Merkel warns Trump against ‘destroying’ UN
‘I believe that destroying something without having developed something new is extremely dangerous,’ Merkel said at a regional election campaign event in Bavaria
FRANKFURT AM MAIN: GERMAN Chancellor Angela Merkel on Sunday warned US President Donald Trump against “destroying” the United Nations.
“I believe that destroying something without having developed something new is extremely dangerous,” Merkel said at a regional election campaign event in Bavaria.
The veteran leader -- a close ally of Trump’s bugbear Barack Obama while he was president -- added that she believed multilateralism was the solution to many of the world’s problems.
Trump failed to see the possibility for win-win solutions, she said, instead seeing only one winner from any international negotiation.
In his second appearance before the UN’S annual gathering last week, Trump told the General Assembly that he and his administration “reject the ideology of globalism, and we embrace the doctrine of patriotism.”
“Global governance” is a form of “coercion and domination” that “responsible nations must defend against”, he charged.
Merkel’s opposing view to the US leader puts her in the same camp as UN Secretary General Antonio Guterres, who warned before Trump took the podium in New York Tuesday that “today, world order is increasingly chaotic”.
Rising nationalism and a winnertake-all attitude is undermining the cohesion of Europe, Merkel said, two days after US President Donald Trump rejected globalism and touted “America First” in a United Nations speech.

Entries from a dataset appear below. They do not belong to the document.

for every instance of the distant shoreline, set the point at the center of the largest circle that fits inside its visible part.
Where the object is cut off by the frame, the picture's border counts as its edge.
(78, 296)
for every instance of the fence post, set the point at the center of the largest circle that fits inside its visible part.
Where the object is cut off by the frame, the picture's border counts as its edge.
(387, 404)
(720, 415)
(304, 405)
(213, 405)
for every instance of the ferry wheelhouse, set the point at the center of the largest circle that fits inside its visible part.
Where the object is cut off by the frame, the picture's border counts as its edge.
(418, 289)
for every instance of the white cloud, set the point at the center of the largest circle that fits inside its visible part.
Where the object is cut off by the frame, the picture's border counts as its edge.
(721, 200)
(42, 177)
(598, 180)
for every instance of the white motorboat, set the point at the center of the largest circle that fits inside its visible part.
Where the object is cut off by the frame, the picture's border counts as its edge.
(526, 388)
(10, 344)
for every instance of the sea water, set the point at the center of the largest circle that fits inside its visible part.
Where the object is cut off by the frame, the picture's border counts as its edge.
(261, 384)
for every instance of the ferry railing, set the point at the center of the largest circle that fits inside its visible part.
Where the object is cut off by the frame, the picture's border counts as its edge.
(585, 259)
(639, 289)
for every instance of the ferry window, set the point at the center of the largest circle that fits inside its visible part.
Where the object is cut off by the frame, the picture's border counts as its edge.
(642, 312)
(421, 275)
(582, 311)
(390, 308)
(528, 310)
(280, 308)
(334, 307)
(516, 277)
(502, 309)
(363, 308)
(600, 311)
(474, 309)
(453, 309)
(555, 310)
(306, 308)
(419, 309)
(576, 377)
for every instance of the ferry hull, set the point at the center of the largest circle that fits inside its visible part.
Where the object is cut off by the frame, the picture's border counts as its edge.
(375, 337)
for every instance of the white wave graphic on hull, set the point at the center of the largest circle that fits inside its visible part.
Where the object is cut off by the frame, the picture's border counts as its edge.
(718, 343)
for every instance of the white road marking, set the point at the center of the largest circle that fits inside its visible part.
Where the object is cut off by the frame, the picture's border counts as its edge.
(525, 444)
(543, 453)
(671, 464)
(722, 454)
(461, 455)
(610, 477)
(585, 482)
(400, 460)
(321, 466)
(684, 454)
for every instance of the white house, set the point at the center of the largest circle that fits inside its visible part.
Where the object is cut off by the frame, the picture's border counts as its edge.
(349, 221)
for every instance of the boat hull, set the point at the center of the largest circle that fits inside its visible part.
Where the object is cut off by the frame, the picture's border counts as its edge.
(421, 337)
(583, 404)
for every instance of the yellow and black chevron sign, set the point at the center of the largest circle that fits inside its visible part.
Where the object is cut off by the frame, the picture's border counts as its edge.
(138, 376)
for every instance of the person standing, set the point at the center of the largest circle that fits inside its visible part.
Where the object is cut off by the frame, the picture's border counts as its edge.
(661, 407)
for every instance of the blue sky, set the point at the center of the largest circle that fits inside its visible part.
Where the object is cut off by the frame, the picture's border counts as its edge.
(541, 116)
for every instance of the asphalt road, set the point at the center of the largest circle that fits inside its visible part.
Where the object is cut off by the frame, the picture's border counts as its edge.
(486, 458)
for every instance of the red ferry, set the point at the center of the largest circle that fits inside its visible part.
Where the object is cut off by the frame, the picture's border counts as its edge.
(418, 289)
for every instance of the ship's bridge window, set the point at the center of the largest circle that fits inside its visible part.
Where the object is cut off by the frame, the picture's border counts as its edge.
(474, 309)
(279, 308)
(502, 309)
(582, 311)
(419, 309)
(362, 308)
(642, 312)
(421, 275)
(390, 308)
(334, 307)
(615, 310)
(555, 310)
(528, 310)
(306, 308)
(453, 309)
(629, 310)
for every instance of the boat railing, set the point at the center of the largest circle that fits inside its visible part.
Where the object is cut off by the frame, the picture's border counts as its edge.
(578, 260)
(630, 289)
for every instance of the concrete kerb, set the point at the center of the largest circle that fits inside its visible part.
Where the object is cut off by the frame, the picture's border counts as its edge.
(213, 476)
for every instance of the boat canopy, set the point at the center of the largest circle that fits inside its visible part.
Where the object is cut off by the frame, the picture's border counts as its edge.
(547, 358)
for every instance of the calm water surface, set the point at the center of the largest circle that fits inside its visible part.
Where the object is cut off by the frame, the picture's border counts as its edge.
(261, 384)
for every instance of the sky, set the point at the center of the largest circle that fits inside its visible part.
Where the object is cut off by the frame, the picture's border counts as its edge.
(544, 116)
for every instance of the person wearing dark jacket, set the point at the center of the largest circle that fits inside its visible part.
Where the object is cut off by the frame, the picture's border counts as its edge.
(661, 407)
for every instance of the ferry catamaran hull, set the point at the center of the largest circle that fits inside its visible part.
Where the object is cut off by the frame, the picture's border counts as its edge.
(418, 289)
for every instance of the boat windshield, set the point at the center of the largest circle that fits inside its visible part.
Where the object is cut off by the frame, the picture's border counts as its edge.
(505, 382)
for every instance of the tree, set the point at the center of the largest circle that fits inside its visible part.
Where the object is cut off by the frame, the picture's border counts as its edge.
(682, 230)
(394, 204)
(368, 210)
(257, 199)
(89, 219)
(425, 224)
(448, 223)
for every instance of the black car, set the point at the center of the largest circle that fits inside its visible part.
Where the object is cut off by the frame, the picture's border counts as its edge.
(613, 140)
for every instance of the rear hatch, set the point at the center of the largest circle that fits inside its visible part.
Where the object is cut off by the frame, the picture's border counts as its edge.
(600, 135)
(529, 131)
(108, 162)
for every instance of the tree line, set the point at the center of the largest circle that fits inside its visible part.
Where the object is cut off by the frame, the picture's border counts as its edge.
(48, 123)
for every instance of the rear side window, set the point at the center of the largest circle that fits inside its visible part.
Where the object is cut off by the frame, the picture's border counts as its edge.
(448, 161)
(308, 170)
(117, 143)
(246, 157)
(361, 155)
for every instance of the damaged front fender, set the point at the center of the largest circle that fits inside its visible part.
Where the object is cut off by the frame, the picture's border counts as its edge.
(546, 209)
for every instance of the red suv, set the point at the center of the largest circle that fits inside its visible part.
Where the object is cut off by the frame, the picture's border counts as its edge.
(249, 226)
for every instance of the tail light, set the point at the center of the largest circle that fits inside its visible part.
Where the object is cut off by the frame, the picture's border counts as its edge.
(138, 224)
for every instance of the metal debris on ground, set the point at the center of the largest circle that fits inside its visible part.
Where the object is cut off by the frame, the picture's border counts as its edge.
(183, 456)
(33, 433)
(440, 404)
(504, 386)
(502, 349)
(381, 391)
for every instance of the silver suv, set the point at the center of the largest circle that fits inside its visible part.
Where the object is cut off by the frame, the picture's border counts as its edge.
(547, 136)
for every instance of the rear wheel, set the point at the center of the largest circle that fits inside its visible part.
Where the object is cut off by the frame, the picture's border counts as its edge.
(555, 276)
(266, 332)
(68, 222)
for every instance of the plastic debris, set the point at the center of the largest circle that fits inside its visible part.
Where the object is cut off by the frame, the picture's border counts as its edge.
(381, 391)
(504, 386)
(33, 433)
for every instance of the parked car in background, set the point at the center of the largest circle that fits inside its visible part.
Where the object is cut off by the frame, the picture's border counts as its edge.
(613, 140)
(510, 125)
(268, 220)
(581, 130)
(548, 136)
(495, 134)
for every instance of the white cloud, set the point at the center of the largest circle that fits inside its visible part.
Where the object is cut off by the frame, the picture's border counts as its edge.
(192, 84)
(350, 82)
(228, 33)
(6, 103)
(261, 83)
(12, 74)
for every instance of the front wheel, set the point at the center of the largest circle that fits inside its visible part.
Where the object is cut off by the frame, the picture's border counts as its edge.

Without naming Trump or his nationalist, protectionist approach, Merkel told fellow conservatives at an event of the Konrad Adenauer Foundation in Berlin that the European Union and Germany were facing a watershed moment.
Trump has threatened to pull the United States out of the World Trade Organisation (WTO), potentially undermining one of the foundations of the modern global economy, which Washington was instrumental in creating.
The tycoon-turned-president has also questioned the value of the NATO alliance, the centrepiece of transatlantic security cooperation for almost seven decades.
“Perhaps the most threatening development for me is that multilateralism has come under such pressure,” Merkel said. “Europe is facing attacks from the outside and from the inside.”